Tests for association with survival of RHD were carried out using PLINK. SNPs were required to be located on autosomes and to be genotyped in at least 50% of samples.
# create phenotype file
awk -v "OFS=\t" '!/^#/{print $1,$2,$1}' batch_1.plink.ped > pheno.txt
# create a list of loci on X chromosome (will be blacklisted in later steps)
awk '$1=="X"{print $2}' batch_1.plink.map > snps_chrX.txt
# calculate association scores for SNPs
# --geno 0.5: filter out SNPs with >50% of individuals having a missing genotype
# --exclude snps_chrX.txt: filter out all SNPs on X chromosome
# --fisher: perform association test using Fisher's exact test
# --model: tests for association using all available models
plink --noweb --file batch_1.plink --missing-genotype 0 \
--pheno pheno.txt \
--geno 0.5 --exclude snps_chrX.txt \
--fisher --model
154546 SNPs with association scores remain, of which p-values from Fisher exact tests under the genotypic model ("GENO") were further analyzed.

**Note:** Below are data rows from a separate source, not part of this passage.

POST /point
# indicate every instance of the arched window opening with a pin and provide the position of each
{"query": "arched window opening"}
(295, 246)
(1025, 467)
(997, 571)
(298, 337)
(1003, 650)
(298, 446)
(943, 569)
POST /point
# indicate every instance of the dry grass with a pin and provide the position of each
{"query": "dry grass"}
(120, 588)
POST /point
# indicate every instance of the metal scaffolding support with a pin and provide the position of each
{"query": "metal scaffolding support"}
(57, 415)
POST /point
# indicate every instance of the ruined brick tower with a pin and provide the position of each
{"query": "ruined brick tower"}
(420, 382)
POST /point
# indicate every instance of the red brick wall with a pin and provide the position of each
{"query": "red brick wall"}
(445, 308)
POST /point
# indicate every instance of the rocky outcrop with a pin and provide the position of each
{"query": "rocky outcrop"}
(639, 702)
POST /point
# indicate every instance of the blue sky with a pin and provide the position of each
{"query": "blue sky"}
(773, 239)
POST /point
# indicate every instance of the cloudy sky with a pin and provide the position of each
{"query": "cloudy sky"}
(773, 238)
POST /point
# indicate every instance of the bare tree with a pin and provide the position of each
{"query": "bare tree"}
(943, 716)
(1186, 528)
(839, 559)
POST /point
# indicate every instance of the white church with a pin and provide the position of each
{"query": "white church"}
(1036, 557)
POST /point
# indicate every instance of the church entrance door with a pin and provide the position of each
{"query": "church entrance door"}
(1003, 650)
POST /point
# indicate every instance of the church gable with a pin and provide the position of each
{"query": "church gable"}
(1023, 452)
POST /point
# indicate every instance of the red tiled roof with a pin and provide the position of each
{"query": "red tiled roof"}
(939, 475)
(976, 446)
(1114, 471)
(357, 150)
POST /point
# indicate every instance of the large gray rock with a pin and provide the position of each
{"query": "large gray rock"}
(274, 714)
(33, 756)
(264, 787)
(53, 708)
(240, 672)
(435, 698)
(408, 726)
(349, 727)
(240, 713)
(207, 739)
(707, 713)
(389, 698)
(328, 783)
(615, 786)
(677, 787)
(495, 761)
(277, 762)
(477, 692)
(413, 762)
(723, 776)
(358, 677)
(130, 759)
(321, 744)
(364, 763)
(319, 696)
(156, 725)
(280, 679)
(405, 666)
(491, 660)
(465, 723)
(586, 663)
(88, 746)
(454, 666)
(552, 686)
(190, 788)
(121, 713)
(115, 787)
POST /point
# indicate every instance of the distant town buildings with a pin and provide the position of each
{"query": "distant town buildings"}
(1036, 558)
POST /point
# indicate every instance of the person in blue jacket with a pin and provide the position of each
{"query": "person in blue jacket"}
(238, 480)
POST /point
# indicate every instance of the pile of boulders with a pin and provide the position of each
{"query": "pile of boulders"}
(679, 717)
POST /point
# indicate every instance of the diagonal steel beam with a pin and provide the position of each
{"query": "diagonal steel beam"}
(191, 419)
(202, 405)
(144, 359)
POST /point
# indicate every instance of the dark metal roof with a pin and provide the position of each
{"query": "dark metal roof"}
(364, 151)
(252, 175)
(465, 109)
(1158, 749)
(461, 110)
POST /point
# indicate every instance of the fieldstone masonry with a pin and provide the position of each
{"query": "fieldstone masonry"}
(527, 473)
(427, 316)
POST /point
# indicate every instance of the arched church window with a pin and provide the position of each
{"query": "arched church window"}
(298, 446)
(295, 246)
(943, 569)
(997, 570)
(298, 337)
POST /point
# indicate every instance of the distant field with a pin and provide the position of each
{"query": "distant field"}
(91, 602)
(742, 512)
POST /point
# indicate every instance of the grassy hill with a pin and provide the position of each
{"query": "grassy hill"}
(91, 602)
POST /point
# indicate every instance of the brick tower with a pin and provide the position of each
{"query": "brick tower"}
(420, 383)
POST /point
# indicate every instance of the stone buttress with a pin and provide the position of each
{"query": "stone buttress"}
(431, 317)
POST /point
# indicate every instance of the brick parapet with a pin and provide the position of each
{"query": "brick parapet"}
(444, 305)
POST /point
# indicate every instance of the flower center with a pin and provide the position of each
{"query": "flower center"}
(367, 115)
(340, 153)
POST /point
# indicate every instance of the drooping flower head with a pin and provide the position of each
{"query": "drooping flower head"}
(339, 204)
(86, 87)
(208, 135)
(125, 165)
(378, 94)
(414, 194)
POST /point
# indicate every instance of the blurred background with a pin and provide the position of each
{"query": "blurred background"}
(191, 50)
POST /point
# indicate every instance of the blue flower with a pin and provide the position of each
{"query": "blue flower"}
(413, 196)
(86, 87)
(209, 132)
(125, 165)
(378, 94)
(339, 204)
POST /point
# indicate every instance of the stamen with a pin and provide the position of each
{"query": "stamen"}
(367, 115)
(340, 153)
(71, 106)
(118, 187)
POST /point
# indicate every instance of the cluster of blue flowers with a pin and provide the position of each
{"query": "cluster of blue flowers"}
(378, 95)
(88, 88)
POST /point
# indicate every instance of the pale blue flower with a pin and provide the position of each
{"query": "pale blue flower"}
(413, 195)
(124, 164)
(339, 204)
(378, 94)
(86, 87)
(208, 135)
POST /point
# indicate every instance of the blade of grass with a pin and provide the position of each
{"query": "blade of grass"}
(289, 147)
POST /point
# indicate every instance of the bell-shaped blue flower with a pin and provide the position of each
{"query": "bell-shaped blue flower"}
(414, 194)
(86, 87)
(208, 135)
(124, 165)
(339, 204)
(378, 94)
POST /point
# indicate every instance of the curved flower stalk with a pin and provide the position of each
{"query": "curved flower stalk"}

SNPs were assigned to genes annotated on the OryCun2.0 assembly using the R package LDsnpR. Please refer to script snps2genes.R for details.
9219 SNPs were assigned to at least one gene, 14962 genes had at least one SNP assigned. Output can be found in results/genes_scores_snps.40k.csv (raw) and results/genes_scores_snps.40k.xls (with additional meta info).